Rapora göre, Türkiye'nin işgücü piyasası, çarpıcı bir demografik değişimden geçiyor. Z kuşağı, %57'lik rekor üniversite mezuniyet oranıyla zirveye yerleşirken, kadın çalışanların istihdamdaki oranı da %39'a ulaşarak önceki kuşakları geride bırakıyor. Bu veriler, iş hayatına yeni atılan neslin ne denli eğitimli ve yetkin olduğunu gözler önüne seriyor. Öte yandan, katılımcıların neredeyse yarısının ilkokul mezunu olduğu X kuşağıyla aralarındaki uçurum, şirketlerin İK stratejilerini ve kültürel yaklaşımlarını yenileme zorunluluğunu ortaya koyuyor. İdenfit CEO'su Nazım Onur Bayındır, bu duruma dikkat çekerek, şirketlerin yeni demografik yapıya uyum sağlamak için liderlik yaklaşımlarını ve kurum kültürlerini güncellemesi gerektiğini vurguluyor. Bayındır'a göre, bu genç ve eğitimli neslin yeteneklerini korumak ve onlara yatırım yapmak, artık bir tercih değil, sürdürülebilir başarı için bir zorunluluk haline geliyor.
Teknoloji kullanımı konusunda da Z kuşağı, dijital dönüşümün öncüsü konumunda. Rapora katılan Z kuşağının %26'sı yapay zekayı aktif olarak kullandığını belirtirken, bu oran Y kuşağında %21, X kuşağında ise sadece %8 olarak kalıyor. Bu veriler, kuşaklar arası teknolojik uçurumu ve işyerinde dijital becerilerin önemini açıkça gösteriyor. Bayındır, işgücünü bütünsel olarak dönüştürmek için her kuşağın dijital alışkanlıklarına hitap eden stratejiler geliştirilmesi gerektiğinin altını çiziyor. Aksi takdirde, işgücü sirkülasyonunun hızlanmasının kaçınılmaz olduğunu ekliyor.

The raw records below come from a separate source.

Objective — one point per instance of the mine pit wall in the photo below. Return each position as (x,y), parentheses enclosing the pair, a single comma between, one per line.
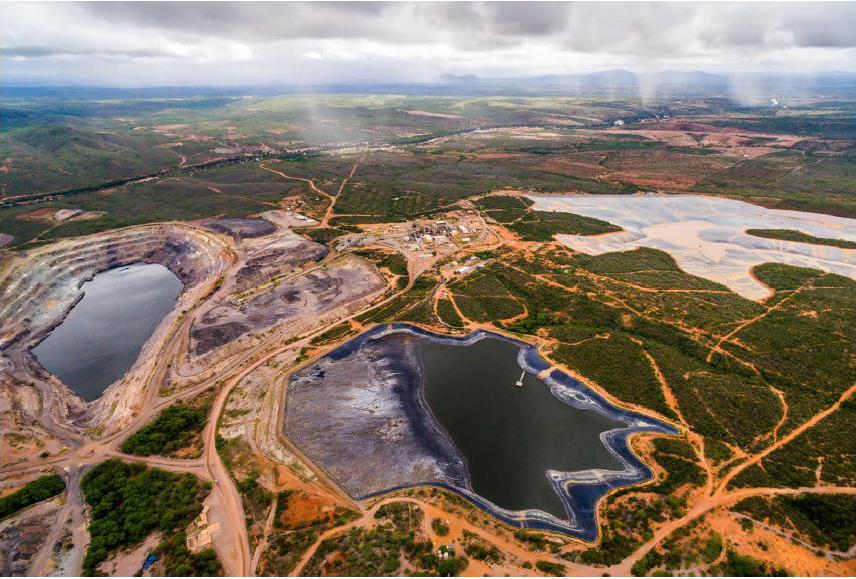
(292,327)
(38,288)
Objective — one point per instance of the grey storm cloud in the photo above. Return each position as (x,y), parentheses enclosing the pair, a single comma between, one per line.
(339,41)
(585,26)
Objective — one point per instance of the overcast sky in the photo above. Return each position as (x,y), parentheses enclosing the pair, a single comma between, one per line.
(243,43)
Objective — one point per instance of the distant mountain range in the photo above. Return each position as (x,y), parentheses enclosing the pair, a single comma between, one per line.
(744,87)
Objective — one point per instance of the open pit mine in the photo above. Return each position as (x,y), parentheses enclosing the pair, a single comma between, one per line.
(245,287)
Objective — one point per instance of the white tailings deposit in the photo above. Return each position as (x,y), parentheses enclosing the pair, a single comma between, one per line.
(707,235)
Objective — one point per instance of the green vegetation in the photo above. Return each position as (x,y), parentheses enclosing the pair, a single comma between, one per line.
(174,429)
(131,501)
(380,550)
(737,565)
(33,492)
(793,235)
(440,527)
(551,568)
(539,225)
(332,334)
(324,234)
(826,520)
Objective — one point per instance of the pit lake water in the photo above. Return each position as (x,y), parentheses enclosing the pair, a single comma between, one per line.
(510,435)
(103,334)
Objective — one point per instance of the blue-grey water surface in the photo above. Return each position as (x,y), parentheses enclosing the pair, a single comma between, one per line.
(102,336)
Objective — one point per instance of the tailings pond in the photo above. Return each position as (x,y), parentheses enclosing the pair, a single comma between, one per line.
(103,334)
(399,406)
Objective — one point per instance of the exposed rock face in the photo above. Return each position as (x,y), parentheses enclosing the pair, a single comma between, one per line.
(38,287)
(306,298)
(243,227)
(707,235)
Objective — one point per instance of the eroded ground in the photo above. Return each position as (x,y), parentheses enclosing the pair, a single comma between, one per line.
(309,249)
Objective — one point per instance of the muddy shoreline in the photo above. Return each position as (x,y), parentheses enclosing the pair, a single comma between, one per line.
(580,491)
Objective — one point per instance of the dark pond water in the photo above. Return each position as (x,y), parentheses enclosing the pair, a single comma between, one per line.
(510,435)
(102,336)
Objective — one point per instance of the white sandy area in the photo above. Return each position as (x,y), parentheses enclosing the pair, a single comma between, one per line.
(707,235)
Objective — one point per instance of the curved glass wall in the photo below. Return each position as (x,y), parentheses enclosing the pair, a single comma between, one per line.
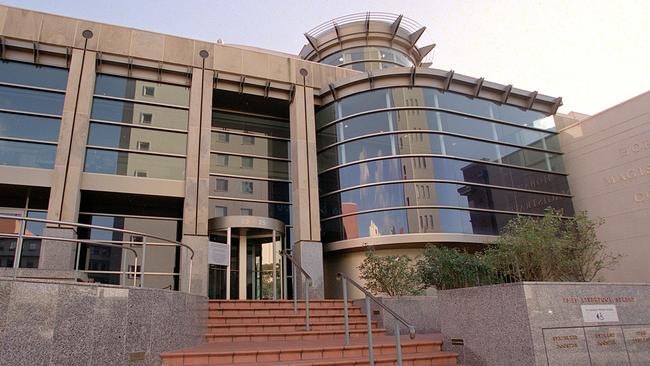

Rapordaki en dikkat çekici bulgulardan biri ise Z kuşağının işyerine olan bağlılığıyla ilgili. Z kuşağı, bir işte ortalama yalnızca 7 ay kalarak "iş değiştiren nesil" unvanını alıyor. Bu süre, Y kuşağında 1,5 yıl, X kuşağında ise 2 yıla kadar çıkıyor. Ayrıca, Z kuşağı özellikle ağustos-ekim aylarında en yüksek işten ayrılma eğilimini gösteriyor. Nazım Onur Bayındır, Z ve Y kuşaklarının elde tutulması için rekabetçi ücret ve yan hakların artık yeterli olmadığını belirtiyor. Şirketlerin esnek çalışma modelleri, teknoloji odaklı ortamlar, anlamlı projeler ve şeffaf iletişim kültürü gibi unsurlarla çalışan bağlılığını güçlendirmesi gerektiğini söylüyor. Mentorluk programları ve kısa vadeli deneyimlere değer verilmesi de genç yeteneklerin kuruma olan bağlılığını artırmanın anahtarı olarak öne çıkıyor. Bu bütüncül yaklaşımın, işgücü sirkülasyonunu azaltmanın yanı sıra, sadık ve motive bir işgücü oluşturmanın da yolunu açacağı belirtiliyor.